Test for null in function with varying parameters

2019-01-11 08:43发布

问题:

I have a Postgres function:

create function myfunction(integer, text, text, text, text, text, text) RETURNS 
table(id int, match text, score int, nr int, nr_extra character varying, info character varying, postcode character varying,
street character varying, place character varying, country character varying, the_geom geometry)
AS $$
BEGIN

return query (select a.id, 'address' as match, 1 as score, a.ad_nr, a.ad_nr_extra,a.ad_info,a.ad_postcode, s.name as street, p.name place , c.name country, a.wkb_geometry as wkb_geometry from "Addresses" a 
    left join "Streets" s on a.street_id = s.id 
        left join "Places" p on s.place_id = p.id 
            left join "Countries" c on p.country_id = c.id 
            where c.name = $7 
                and p.name = $6
                    and s.name = $5
                    and a.ad_nr = $1 
                    and a.ad_nr_extra = $2
                    and a.ad_info = $3
                    and ad_postcode = $4);
END;
$$
LANGUAGE plpgsql;

This function fails to give the right result when one or more of the variables entered are NULL because ad_postcode = NULL will fail.

What can I do to test for NULL inside the query?

回答1:

I disagree with some of the advice in other answers. This can be done with plpgsql and I think it is mostly far superior to assembling queries in a client application. It is faster and cleaner and the app only sends the bare minimum across the wire in requests. SQL statements are saved inside the database, which makes it easier to maintain - unless you want to collect all business logic in the client application, this depends on the general architecture.

General advice

  • You don't need parentheses around the SELECT with RETURN QUERY

  • Never use name and id as column names. They are not descriptive and when you join a bunch of tables (like you have to a lot in a relational database), you end up with several columns all named name or id. Duh.

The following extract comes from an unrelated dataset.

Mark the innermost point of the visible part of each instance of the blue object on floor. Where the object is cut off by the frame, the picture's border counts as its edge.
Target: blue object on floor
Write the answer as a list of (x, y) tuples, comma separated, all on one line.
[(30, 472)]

  • Please format your SQL properly, at least when asking public questions. But do it privately as well, for your own good.

PL/pgSQL function

CREATE OR REPLACE FUNCTION func(
      _ad_nr       int  = NULL
    , _ad_nr_extra text = NULL
    , _ad_info     text = NULL
    , _ad_postcode text = NULL
    , _sname       text = NULL
    , _pname       text = NULL
    , _cname       text = NULL)
  RETURNS TABLE(id int, match text, score int, nr int, nr_extra text
              , info text, postcode text, street text, place text
              , country text, the_geom geometry) AS
$func$
BEGIN

-- RAISE NOTICE '%', -- for debugging
RETURN QUERY EXECUTE concat(
$$SELECT a.id, 'address'::text, 1 AS score, a.ad_nr, a.ad_nr_extra
     , a.ad_info, a.ad_postcode$$

, CASE WHEN (_sname, _pname, _cname) IS NULL THEN ', NULL::text' ELSE ', s.name' END  -- street
, CASE WHEN (_pname, _cname) IS NULL         THEN ', NULL::text' ELSE ', p.name' END  -- place
, CASE WHEN _cname IS NULL                   THEN ', NULL::text' ELSE ', c.name' END  -- country
, ', a.wkb_geometry'

, concat_ws('
JOIN   '
, '
FROM   "Addresses" a'
, CASE WHEN NOT (_sname, _pname, _cname) IS NULL THEN '"Streets"   s ON s.id = a.street_id' END
, CASE WHEN NOT (_pname, _cname) IS NULL         THEN '"Places"    p ON p.id = s.place_id' END
, CASE WHEN _cname IS NOT NULL                   THEN '"Countries" c ON c.id = p.country_id' END
)

, concat_ws('
AND    '
   , '
WHERE  TRUE'
   , CASE WHEN $1 IS NOT NULL THEN 'a.ad_nr = $1' END
   , CASE WHEN $2 IS NOT NULL THEN 'a.ad_nr_extra = $2' END
   , CASE WHEN $3 IS NOT NULL THEN 'a.ad_info = $3' END
   , CASE WHEN $4 IS NOT NULL THEN 'a.ad_postcode = $4' END
   , CASE WHEN $5 IS NOT NULL THEN 's.name = $5' END
   , CASE WHEN $6 IS NOT NULL THEN 'p.name = $6' END
   , CASE WHEN $7 IS NOT NULL THEN 'c.name = $7' END
)
)
USING $1, $2, $3, $4, $5, $6, $7;

END
$func$ LANGUAGE plpgsql;

Call:

SELECT * FROM func(1, '_ad_nr_extra', '_ad_info', '_ad_postcode', '_sname');

SELECT * FROM func(1, _pname := 'foo');
  • Since I provided default values for all function parameters, you can use positional notation, named notation or mixed notation in the function call. More in this related answer:
    Functions with variable number of input parameters

  • For more explanation on the basics of dynamic SQL, refer to this related answer:
    Refactor a PL/pgSQL function to return the output of various SELECT queries

  • The concat() function is instrumental for building the string. It was introduced with Postgres 9.1.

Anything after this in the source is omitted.